Favor Message Driven Computation over Message Passing
Today’s prevalently used programming model on parallel (multi-node) systems is MPI. It is based on message passing (as the name implies), which means that the receiver has to be aware of a message about to come in. Both codes, the sender and the receiver, have to synchronize in order to perform the communication step. Even the newer, asynchronous interfaces require to explicitly code the algorithms around the required communication scheme. As a result, any more than trivial MPI application spends a considerable amount of time waiting for incoming messages, thus causing starvation and latencies to impede full resource utilization. The more complex and more dynamic the data structures and algorithms become, the larger are the adverse effects.
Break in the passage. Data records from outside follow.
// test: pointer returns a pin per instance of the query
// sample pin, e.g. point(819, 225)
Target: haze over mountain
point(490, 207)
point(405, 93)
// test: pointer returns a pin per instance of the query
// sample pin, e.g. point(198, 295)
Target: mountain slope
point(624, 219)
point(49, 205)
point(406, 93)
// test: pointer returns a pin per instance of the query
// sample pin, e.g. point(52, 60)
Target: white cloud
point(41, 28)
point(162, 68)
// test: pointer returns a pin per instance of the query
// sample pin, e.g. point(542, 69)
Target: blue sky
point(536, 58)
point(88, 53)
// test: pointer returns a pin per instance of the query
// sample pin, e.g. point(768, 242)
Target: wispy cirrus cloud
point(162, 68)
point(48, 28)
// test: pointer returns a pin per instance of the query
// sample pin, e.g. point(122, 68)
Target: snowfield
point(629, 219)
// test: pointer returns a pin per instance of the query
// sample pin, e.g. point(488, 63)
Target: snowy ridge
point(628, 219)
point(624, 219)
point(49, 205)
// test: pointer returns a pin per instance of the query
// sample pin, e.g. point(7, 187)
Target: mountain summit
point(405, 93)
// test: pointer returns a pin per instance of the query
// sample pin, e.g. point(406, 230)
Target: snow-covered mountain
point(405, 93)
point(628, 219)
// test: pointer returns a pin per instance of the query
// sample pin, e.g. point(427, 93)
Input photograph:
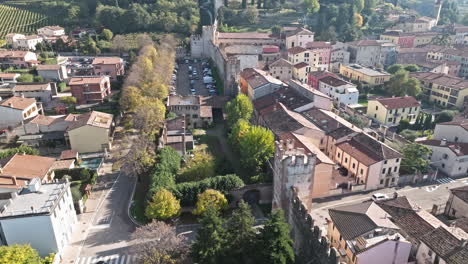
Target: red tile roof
point(18, 102)
point(398, 102)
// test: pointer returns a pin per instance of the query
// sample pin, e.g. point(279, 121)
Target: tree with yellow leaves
point(163, 206)
point(210, 198)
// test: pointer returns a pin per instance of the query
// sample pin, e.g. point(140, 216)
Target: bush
point(76, 193)
point(187, 192)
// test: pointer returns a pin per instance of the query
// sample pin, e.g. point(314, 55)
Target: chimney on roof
point(15, 182)
point(443, 142)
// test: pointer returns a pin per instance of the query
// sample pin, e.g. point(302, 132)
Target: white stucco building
point(40, 215)
point(340, 91)
point(14, 110)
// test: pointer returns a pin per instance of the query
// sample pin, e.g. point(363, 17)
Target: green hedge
point(187, 192)
point(163, 174)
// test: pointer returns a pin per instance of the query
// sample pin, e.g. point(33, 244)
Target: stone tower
point(292, 168)
point(437, 8)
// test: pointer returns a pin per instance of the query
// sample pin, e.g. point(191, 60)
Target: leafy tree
point(275, 246)
point(256, 146)
point(163, 206)
point(445, 116)
point(276, 30)
point(210, 198)
point(239, 129)
point(239, 108)
point(415, 158)
point(202, 165)
point(400, 84)
point(311, 6)
point(410, 135)
point(210, 240)
point(70, 100)
point(159, 243)
point(412, 68)
point(395, 68)
point(240, 235)
point(404, 124)
point(26, 77)
point(19, 254)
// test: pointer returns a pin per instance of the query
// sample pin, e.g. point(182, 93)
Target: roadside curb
point(129, 206)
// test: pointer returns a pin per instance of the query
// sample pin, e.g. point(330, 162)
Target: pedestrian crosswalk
point(113, 259)
point(445, 180)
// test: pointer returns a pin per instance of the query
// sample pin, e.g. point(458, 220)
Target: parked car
point(379, 196)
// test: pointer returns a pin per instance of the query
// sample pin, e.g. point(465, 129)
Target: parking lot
point(190, 78)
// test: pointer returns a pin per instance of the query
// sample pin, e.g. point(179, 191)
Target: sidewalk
point(86, 219)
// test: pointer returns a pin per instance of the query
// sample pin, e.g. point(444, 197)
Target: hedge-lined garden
point(163, 178)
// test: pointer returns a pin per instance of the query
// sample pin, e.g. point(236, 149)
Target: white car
point(379, 196)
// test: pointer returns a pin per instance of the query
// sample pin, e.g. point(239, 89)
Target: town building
point(53, 72)
point(301, 72)
point(338, 55)
point(51, 31)
point(457, 203)
point(340, 91)
point(17, 59)
point(15, 110)
point(448, 157)
point(363, 236)
point(28, 42)
point(90, 132)
point(196, 114)
point(257, 83)
point(370, 163)
point(14, 174)
point(320, 52)
point(41, 215)
point(9, 77)
point(315, 76)
point(89, 90)
point(299, 38)
point(42, 92)
point(391, 110)
point(109, 66)
point(363, 74)
point(177, 136)
point(443, 89)
point(281, 69)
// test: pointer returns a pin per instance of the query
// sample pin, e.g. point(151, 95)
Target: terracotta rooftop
point(318, 45)
point(68, 154)
point(246, 35)
point(8, 75)
point(13, 53)
point(94, 118)
point(296, 50)
point(107, 60)
point(398, 102)
point(43, 120)
point(37, 166)
point(301, 65)
point(367, 150)
point(22, 87)
point(281, 63)
point(459, 148)
point(48, 67)
point(441, 79)
point(86, 80)
point(332, 81)
point(18, 102)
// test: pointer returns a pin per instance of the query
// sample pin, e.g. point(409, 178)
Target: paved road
point(425, 196)
point(105, 229)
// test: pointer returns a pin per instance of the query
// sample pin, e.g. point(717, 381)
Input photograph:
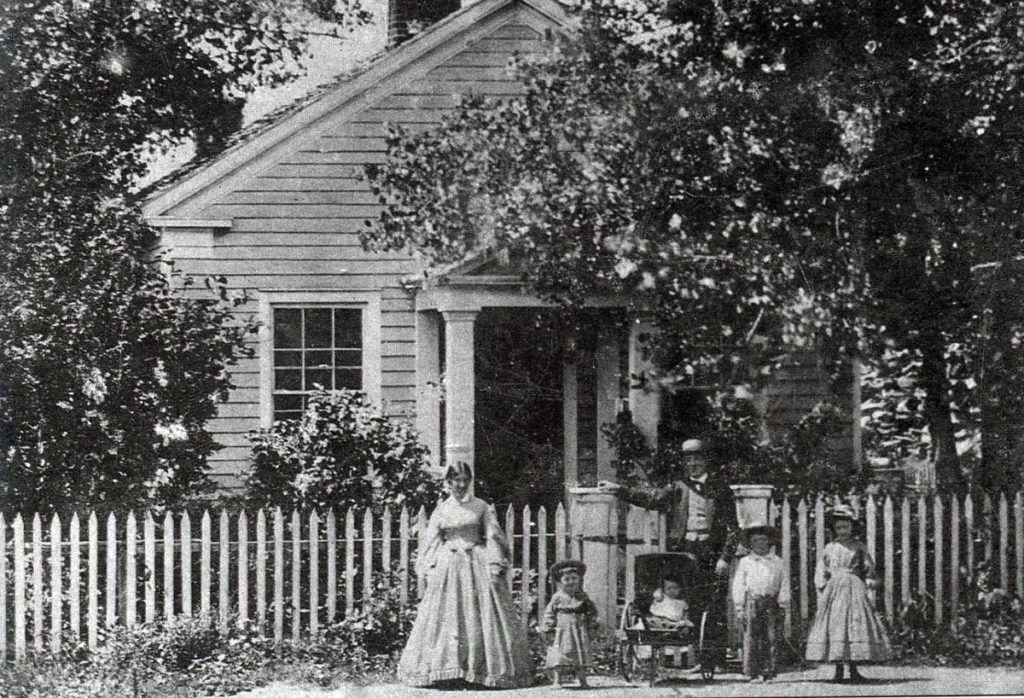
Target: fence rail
point(300, 570)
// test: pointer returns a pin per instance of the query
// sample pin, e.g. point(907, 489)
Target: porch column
point(606, 363)
point(459, 384)
point(428, 377)
point(645, 401)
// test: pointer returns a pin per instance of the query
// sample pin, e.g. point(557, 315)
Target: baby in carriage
point(669, 611)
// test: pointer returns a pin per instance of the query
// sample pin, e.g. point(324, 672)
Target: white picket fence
point(299, 571)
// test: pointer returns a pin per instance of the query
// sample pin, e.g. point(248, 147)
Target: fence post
point(150, 562)
point(243, 569)
point(56, 605)
point(279, 576)
point(186, 574)
point(889, 562)
point(37, 583)
point(168, 566)
point(92, 615)
point(205, 565)
point(1004, 543)
point(937, 513)
point(3, 587)
point(350, 562)
point(131, 579)
point(19, 609)
point(223, 571)
point(261, 571)
point(296, 575)
point(332, 567)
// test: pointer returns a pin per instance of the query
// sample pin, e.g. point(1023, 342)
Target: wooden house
point(280, 212)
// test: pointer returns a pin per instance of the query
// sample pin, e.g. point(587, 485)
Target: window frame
point(370, 305)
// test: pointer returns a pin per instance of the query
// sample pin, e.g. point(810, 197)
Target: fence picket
point(279, 576)
point(403, 557)
point(3, 587)
point(111, 598)
point(92, 591)
point(37, 583)
point(150, 563)
point(524, 579)
point(332, 567)
point(386, 541)
point(870, 527)
point(168, 566)
point(131, 579)
point(56, 607)
point(19, 609)
point(560, 532)
point(953, 559)
point(937, 514)
point(205, 566)
point(243, 569)
point(1018, 541)
point(787, 562)
point(904, 568)
point(888, 562)
point(1004, 542)
point(349, 562)
point(542, 559)
point(510, 536)
point(223, 571)
point(313, 573)
point(922, 544)
point(260, 570)
point(75, 578)
point(186, 573)
point(969, 534)
point(368, 555)
point(804, 561)
point(296, 575)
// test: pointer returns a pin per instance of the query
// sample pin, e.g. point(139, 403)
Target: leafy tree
point(342, 452)
point(765, 176)
point(110, 366)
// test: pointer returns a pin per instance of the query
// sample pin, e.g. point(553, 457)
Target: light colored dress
point(466, 626)
point(569, 617)
point(846, 626)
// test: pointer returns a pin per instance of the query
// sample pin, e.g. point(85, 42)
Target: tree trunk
point(937, 411)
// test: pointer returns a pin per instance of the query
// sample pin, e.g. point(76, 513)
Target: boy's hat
point(751, 531)
point(556, 570)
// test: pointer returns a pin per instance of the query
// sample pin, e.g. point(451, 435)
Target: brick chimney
point(407, 17)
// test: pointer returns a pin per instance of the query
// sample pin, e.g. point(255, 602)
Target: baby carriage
point(642, 640)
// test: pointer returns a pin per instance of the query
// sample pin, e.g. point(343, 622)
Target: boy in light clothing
point(760, 594)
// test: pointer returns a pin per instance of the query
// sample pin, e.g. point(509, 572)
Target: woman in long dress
point(466, 627)
point(846, 627)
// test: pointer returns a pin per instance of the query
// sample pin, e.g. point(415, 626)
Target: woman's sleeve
point(820, 572)
point(494, 538)
point(430, 543)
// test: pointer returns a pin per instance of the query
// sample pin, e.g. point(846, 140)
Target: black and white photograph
point(410, 348)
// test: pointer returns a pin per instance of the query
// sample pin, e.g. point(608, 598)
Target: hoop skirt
point(466, 626)
point(846, 626)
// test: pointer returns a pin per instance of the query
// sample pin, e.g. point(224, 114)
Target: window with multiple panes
point(320, 346)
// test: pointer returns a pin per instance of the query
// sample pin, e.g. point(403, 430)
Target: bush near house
point(342, 452)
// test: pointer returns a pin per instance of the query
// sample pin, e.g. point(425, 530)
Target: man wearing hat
point(698, 507)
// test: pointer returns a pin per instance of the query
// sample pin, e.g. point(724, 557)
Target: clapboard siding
point(296, 224)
The community has discovered message-driven and (data-driven) methods of implementing algorithms a long time ago, and systems such as Charm++ already have integrated active messages demonstrating the validity of the concept. message driven computation allows to send messages without that the receiver has to actively wait for them. Any incoming message is handled asynchronously and triggers the encoded action by passing along arguments and – possibly – continuations. We suggest to combine this scheme with work queue based scheduling as described above, which allows to almost completely overlap any communication with useful work, reducing latencies to a minimum.
By no means I would have been able to write this article all on my own. Many of the ideas presented here have been developed by Thomas Sterling or are the results of very fruitful discussions inside and outside of our group. Moreover, I believe, that a single group of people is not sufficient to resolve all the problems, we need many more ideas and discussions to reach the goal of making our systems FAST: Fault tolerant, Asynchronous, Scalable, and Technologically co-designed.
Overall I believe the free lunch is not over yet (and I seem to agree with Herb Sutter), even if we might have to think harder how to take advantage of it. There is plenty of room for us to improve the scalability of our applications if we do it right, many ideas are already out there, all it takes is to gather them into a coherent holistic approach, almost guaranteeing a stable and reliable strategy towards future architectures and applications.